Co-founded in 2018 by Adetola Adesanmi, Spleet provided an alternative to paying rent annually in Lagos. It connected tenants with properties they could rent monthly but soon found that that business model was difficult to scale.

“Growth was slow on the landlords’ side. We just couldn’t add as many landlords as we wanted to on time,” Adesanmi told TechCabal in 2022. It moved from being a marketplace for landlords and tenants to building infrastructure.

According to Crunchbase, the company raised $260,000 in a family and friends round in 2019. It raised $625,000 in a 2021 pre-seed round from investors like MaC Venture, Ajim Capital, and Daba Finance and $2.6 million in a 2022 seed round led by MaC Venture.

MaC Venture did not immediately respond to a request for comments.

Daniela Ajala, who joined the business as business development lead in 2019 before becoming Chief Operating Officer (COO) in 2020 now leads Spleet and has also been named cofounder.

Adesanmi declined to comment on any part of this story, citing confidential legal processes.

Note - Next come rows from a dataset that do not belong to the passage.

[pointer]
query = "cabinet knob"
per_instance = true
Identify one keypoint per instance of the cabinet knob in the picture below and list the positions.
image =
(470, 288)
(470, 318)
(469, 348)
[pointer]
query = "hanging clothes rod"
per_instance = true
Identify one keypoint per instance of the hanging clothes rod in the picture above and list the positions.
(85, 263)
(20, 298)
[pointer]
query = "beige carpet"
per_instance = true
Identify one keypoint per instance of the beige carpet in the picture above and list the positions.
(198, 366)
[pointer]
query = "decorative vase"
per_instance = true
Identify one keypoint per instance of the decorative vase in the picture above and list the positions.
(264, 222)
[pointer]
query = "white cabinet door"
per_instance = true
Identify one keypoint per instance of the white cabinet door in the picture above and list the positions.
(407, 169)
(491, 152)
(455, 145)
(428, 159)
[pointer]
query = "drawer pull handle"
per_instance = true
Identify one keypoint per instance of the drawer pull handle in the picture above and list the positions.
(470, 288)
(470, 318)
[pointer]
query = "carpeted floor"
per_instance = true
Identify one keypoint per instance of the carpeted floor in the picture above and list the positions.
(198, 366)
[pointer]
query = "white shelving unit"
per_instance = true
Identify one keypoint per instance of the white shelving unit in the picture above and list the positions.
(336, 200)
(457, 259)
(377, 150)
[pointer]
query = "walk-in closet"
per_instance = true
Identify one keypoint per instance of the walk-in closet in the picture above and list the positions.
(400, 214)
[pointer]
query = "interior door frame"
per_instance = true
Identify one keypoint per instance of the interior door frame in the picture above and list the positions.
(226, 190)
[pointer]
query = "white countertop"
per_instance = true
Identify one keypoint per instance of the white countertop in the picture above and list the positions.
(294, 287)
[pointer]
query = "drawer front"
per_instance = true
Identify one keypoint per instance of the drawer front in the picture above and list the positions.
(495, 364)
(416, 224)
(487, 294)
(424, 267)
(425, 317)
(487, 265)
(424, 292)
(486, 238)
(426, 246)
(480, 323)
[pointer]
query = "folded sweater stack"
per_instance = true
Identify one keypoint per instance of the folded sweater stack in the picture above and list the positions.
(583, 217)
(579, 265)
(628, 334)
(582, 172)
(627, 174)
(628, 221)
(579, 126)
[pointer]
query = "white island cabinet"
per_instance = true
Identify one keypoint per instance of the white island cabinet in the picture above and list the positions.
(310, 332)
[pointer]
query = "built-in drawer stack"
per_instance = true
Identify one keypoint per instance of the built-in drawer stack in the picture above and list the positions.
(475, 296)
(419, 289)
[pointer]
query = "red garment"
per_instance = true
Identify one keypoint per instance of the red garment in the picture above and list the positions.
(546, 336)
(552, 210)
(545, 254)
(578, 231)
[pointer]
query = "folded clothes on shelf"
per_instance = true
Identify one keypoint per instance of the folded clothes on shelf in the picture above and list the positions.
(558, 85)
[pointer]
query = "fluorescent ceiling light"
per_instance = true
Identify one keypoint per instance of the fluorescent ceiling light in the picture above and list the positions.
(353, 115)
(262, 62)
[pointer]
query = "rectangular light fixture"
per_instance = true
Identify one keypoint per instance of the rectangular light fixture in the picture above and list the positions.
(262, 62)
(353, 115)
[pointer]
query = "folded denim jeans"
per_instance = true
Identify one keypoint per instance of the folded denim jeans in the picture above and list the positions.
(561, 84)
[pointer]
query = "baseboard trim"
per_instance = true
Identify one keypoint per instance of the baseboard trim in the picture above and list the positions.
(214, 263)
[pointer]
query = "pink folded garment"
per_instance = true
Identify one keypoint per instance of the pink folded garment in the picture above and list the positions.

Spleet has remained the last one standing in the early class of proptech startups that sprung up from 2015. Pioneered by Fibre.ng, those startups believed they could disrupt the Lagos real estate market by offering monthly payment options.

Their assumptions soon ran into a hard reality: without fixing the massive housing shortage, landlords—and the agents who play a big role in the rental process—have no incentive to change the model. This left businesses at the mercy of landlords, and many of them soon shut down.

Yet, Spleet outlasted the pack by quickly realising that the juice was not in trying to change the hearts and minds of landlords who saw nothing wrong with the status quo. People close to the company believe this leadership change is just a pebble in the road; for Spleet, the road itself extends ceaselessly into the horizon with promise.

*MaC Venture is an investor in Big Cabal Media, TechCabal’s parent company.